Solution with struct Keycode(pub i32) does work. But it violates naming convention since now we have constants in camel case rather than upper case. We can't make them upper case, since it will break a lot of user code. Also, as you said, this solution requires changing keycode as i32 into something like keycode.0 in user code. Apart from these two problems, everything is very good: tests pass, from_scancode works. P.S. Should I implement something like into_i32 method or keycode.0 does not look ugly?

There's actually a third problem: if we make the i32 field public, the user can now put any integers into the Keycode at all, bypassing the from_i32 method. So the complex check inside from_i32 is now obsolete. I propose to make the i32 field private and just implement something like into_i32 method for it:

#[derive(Copy, Clone, Eq, PartialEq, Hash, Debug)]
pub struct Keycode(i32);

impl Keycode {
    pub fn into_i32(&self) -> i32 {
        self.0
    }
    pub fn from_i32(n: i32) -> Option<Keycode> { ... }
    ...
} 
Cobrand commented 6 months ago

But it violates naming convention since now we have constants in camel case rather than upper case.

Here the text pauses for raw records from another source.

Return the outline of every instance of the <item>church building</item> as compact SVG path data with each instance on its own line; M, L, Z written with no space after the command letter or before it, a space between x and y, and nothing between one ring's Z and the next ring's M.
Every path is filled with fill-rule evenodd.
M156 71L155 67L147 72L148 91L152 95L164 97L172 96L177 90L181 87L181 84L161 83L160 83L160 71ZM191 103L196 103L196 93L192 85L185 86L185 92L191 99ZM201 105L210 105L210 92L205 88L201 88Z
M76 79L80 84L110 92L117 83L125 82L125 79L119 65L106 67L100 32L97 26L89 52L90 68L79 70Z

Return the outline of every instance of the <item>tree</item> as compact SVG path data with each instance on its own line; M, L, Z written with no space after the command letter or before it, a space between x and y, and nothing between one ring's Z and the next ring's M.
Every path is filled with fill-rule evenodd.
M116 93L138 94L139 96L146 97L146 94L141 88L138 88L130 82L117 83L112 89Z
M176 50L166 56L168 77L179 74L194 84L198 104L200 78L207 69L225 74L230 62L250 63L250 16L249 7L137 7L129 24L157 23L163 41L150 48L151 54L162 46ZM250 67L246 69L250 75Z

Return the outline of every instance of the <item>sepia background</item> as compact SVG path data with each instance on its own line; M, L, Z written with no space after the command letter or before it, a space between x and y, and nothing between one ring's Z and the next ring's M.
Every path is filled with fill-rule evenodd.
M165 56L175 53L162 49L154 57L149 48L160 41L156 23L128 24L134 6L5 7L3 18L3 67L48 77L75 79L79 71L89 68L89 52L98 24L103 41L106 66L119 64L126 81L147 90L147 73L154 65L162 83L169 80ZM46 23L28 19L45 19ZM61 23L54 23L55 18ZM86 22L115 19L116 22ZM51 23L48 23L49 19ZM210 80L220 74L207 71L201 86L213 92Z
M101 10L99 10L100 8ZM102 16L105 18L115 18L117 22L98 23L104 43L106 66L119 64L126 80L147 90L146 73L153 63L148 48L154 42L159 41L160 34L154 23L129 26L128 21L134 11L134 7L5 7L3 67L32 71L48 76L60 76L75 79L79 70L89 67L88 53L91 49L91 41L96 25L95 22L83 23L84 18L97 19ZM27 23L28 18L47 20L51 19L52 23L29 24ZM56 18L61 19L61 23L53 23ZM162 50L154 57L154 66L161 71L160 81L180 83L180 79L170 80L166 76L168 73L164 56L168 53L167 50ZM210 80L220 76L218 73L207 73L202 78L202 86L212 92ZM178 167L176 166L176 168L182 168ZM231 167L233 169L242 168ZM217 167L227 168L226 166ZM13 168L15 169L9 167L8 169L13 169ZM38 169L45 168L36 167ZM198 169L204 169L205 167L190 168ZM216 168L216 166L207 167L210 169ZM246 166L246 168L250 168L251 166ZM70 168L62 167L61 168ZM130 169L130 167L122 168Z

It's only a warning and we can suppress it. People will prefer that to breaking a good portion of their code.

So the complex check inside from_i32 is now obsolete.

Isn't that the point? Keycode can have a lot of possible values depending on the locale, and there are a lot of them that are NOT in the enum. I think this complex check should only exist for scancode, but not for keycode.

Although you are right you could put anycode integer inside, we need to do some tests to see how well does SDL2 handle unknown keycodes.

hvox commented 6 months ago

Ok, I made Keycode into pub struct Keycode(pub i32);, suppressed warnings by #[allow(non_upper_case_globals)] and checked how libsdl2 handle keycode as argument. According to wiki there are only two functions, that accept Keycode as argument: SDL_GetScancodeFromKey and SDL_GetKeyName.

  1. SDL_GetScancodeFromKey is ok: it returns SDL_SCANCODE_UNKNOWN. So Rust code will get None out of Scancode::from_keycode.
  2. SDL_GetKeyName is less ok: it either decides that argument is Unicode codepoint and encodes it as utf-8 string ignoring last 8 bits, or decides that argument is some special character and calls SDL_GetScancodeName on incorrect scancode. SDL_GetScancodeName returns empty string on wrong input and sets error message (the one accessed by SDL_GetError()), which is safe to ignore.

So now if a user puts a random number into a variable of type Keycode the worst thing that will happen is that this user will get unprintable string from the keycode.name().

P.S. The code still checks that argument is non-zero in Keycode::from_i32, since 0 = '\0' = SDLK_UNKNOWN and it is represented by None in Rust code. Other code in Rust-SDL2 relies on Keycode::from_i32 returning None on zero argument.

Cobrand commented 6 months ago

Thank you for doing the tests! In the end, I think Keycode(pub i32) is a bad idea and we should just do Keycode(i32) instead. I was worried setting it to private would break pattern matching code, but it works: https://play.rust-lang.org/?version=stable&mode=debug&edition=2021&gist=70cc74208e4a7ea0284cfa514c7eab49

So a few changes I would do:

Otherwise it seems good!

hvox commented 6 months ago

Hey. The uppercase constants should be the same names as in C code, or just uppercase version of their old names in Rust? I mean if we had variants KpDblVerticalBar and CapsLock in old code(when Keycode was an enum), then in new code how should corresponding constants be named?

  1. KP_DBL_VERTICAL_BAR and CAPS_LOCK.
  2. KP_DBLVERTICALBAR and CAPSLOCK as in corresponding C code.

I feel like the first option might be frustrating for new users coming from C, because some constants they remember by heart have now acquired underscores in random places. So currently I implemented the second option. Did I do the right thing?

Cobrand commented 6 months ago

I think copying C here for the naming is better, but honestly it should not matter that much. It will just fail to compile if someone makes a typo, and most people have autocomplete on anyway.

It looks good to me, before merging I'll try to make a few tests on my own locally with a few projects I have had, we might see new issues arise. Thanks for the PR anyway!